Imagine an athlete with a broken ankle walking down the street. Imagine a boy
who’s been in a car accident, a hundred cuts across his forearms from shattered
windshield glass, standing in line for a movie. Imagine a woman with a domestic
violence-induced bruise discoloring the right side of her face picking up a
phone. Imagine these wounds, these aberrations of tissue and membranes never
healing. Imagine the cells refusing to duplicate and replace, the body refusing
to provide the necessary chemicals. Imagine having a black eye for the rest of
your life. This is what’s happening inside of our heads.
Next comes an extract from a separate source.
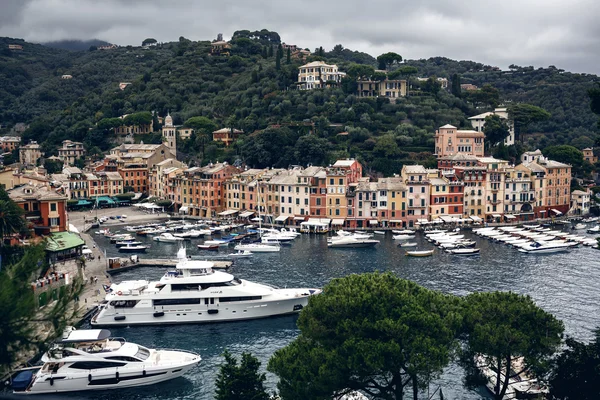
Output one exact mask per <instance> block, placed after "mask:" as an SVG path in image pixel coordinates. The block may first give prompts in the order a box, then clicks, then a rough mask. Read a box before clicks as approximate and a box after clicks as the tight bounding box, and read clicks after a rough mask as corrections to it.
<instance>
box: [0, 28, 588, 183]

And though the
man with the broken ankle will be able to walk normally again, though the car
wreck boy’s arms will turn smooth again, though the abused wife’s complexion
will turn an even white again, the mental twin of that physical injury won’t
fade or, as a doctor might say, “come along nicely.” They will always carry
with them the lost opportunity of that playoff game, the isolated fear of that
car crash, the dry regret of ever allowing that man to…
There is the term emotional scars. There is the idea of a broken
heart. The phrase sick, twisted mind has entered our vocabulary. We
insist on trying to classify the brain as just another part of the body, as if
it could be sprained or paralyzed. But a body never has to question itself. A
lung never has to get away for a few days, an ear never has to just pull itself
together, a heart never has to be by itself for a while, or, at least, the
organ we call the heart. We even attempt to use the same process to fix
problems of the body and mind: therapy. Rehabilitation begins with
re-education. But what succeeds with the body—brute force and repetition, the
flexing of muscles, the sweat that coats the PT wards—these are just quick
fixes in the analyst’s office. You may get something off your chest, but it
won’t take the load off your mind.
But there is something that can save you or destroy. There is a point at which
both the brain and the body can be approached as one and the same: tolerance.
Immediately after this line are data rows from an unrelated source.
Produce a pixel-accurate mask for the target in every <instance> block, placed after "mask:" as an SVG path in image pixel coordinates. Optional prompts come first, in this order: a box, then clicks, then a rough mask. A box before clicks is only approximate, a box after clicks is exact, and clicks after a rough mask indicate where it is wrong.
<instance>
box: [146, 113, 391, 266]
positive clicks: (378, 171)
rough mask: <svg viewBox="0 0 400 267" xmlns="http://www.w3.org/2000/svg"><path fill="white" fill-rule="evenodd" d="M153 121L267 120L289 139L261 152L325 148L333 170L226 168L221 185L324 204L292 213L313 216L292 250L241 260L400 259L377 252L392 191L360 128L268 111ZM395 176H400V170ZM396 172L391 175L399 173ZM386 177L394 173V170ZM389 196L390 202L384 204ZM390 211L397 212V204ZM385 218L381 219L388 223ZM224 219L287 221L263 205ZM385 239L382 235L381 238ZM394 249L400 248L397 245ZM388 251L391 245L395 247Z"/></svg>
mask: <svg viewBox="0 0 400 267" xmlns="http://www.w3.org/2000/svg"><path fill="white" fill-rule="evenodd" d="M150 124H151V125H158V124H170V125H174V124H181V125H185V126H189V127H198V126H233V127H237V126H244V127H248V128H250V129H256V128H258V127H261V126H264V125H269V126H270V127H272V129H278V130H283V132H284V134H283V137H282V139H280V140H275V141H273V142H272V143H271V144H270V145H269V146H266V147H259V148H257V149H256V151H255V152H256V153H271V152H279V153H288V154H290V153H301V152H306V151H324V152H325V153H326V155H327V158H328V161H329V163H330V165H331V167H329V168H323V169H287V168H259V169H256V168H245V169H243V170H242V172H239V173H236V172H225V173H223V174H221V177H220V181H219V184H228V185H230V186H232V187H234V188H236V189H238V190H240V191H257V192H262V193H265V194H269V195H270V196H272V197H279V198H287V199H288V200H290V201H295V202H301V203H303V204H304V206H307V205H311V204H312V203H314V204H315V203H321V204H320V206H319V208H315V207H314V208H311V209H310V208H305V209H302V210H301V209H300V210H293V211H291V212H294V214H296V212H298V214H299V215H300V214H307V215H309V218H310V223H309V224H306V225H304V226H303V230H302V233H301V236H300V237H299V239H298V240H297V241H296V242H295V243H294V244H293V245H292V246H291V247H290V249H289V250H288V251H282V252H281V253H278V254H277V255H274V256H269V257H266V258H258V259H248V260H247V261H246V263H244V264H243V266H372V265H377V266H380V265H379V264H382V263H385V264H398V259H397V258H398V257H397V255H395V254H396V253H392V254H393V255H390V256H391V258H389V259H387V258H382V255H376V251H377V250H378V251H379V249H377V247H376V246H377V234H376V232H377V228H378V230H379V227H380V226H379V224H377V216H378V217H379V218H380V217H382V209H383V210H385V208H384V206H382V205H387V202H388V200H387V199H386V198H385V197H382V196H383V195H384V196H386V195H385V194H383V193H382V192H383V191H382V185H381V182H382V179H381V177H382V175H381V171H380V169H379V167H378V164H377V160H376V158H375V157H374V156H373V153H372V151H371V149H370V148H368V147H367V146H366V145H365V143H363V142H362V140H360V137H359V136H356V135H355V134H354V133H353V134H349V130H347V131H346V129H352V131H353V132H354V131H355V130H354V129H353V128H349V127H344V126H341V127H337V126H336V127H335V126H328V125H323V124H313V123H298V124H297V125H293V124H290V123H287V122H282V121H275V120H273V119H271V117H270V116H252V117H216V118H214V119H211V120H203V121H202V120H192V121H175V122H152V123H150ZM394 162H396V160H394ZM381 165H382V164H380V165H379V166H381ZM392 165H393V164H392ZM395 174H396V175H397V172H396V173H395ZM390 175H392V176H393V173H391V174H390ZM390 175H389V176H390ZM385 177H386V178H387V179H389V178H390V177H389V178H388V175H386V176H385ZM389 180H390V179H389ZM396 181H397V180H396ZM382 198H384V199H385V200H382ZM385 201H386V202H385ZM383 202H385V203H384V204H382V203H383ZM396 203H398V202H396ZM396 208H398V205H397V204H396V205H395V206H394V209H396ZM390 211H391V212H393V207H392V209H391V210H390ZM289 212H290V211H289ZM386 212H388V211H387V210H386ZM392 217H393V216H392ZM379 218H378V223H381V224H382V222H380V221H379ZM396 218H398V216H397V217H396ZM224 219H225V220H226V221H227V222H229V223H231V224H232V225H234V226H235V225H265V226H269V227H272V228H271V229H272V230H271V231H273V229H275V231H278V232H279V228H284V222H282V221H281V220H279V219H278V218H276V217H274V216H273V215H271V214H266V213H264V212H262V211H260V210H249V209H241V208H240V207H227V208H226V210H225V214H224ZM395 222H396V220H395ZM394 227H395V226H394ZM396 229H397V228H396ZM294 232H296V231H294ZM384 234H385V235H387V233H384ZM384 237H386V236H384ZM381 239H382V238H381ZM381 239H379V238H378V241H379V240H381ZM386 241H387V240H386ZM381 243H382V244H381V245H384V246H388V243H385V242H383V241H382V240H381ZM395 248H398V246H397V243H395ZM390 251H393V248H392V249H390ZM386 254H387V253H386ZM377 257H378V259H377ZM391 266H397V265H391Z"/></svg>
Resistance. Immunity. No pain, no gain, they say. Muscles are defined through
exercise, constant movement forward, building, stretching, capable of more.
Your body can get used to pain. It can become just another stimulus on a list
of nonessentials: the sound of the television upstairs, the touch of your hair
on your neck, the familiar smell of yourself. You can embrace the pain, the
regret, the harsh reality of what actually happened, and memorize the memory
until it means as much to you as a penny Abe-side down on the ground. This can
work; it can relieve mild heartache for 8-12 hours a day. Or it can ruin you,
sterilize your daydreams, neuter your drive for love.
Six billion and counting, no repetition. Why is that?